Title: Towards a Unifying Logical Framework for Neural Networks

Meng Sun
School of Mathematical Sciences, Peking University

Bio:Dr. Meng Sun is a full professor at School of Mathematical Sciences, Peking University since 2017. Prior to joining Peking University in 2010, he worked as a scientific staff member at CWI, the Netherlands, from 2006 to 2010, and as a postdoctoral researcher at National University of Singapore from 2005 to 2006. He received his PhD and BS degrees in applied mathematics from Peking University, in 2005 and 1999, respectively. His research interests mainly lie in software theory and formal methods in general, and in particular includes coordination models and languages, coalgebra theory and its applications, software verification and testing, cyber-physical systems, blockchain and smart contracts, theoretical foundation and certification techniques of deep learning systems. 

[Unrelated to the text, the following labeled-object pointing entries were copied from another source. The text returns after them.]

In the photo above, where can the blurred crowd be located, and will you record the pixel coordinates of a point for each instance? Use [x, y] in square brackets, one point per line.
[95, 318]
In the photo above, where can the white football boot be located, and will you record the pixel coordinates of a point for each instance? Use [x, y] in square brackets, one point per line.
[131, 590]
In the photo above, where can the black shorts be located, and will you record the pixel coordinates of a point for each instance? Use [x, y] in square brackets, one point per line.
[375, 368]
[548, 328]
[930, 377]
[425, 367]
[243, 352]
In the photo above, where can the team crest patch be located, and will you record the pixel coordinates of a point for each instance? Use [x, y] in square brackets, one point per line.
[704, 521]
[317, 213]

Abstract:Neural networks are increasingly used in safety-critical applications such as medical diagnosis and autonomous driving, which calls for the need for formal specification of their behaviors to guarantee their trustworthiness. In this work, we use matching logic---a unifying logic to specify and reason about programs and computing systems---to axiomatically define dynamic propagation and temporal operations in neural networks and to formally specify common properties about neural networks. As instances, we use matching logic to formalize a variety of neural networks, including generic feed-forward neural networks with different activation functions, convolutional neural networks and recurrent neural networks. We define their formal semantics and several common properties in matching logic. This way, we obtain a unifying logical framework for specifying neural networks and their properties.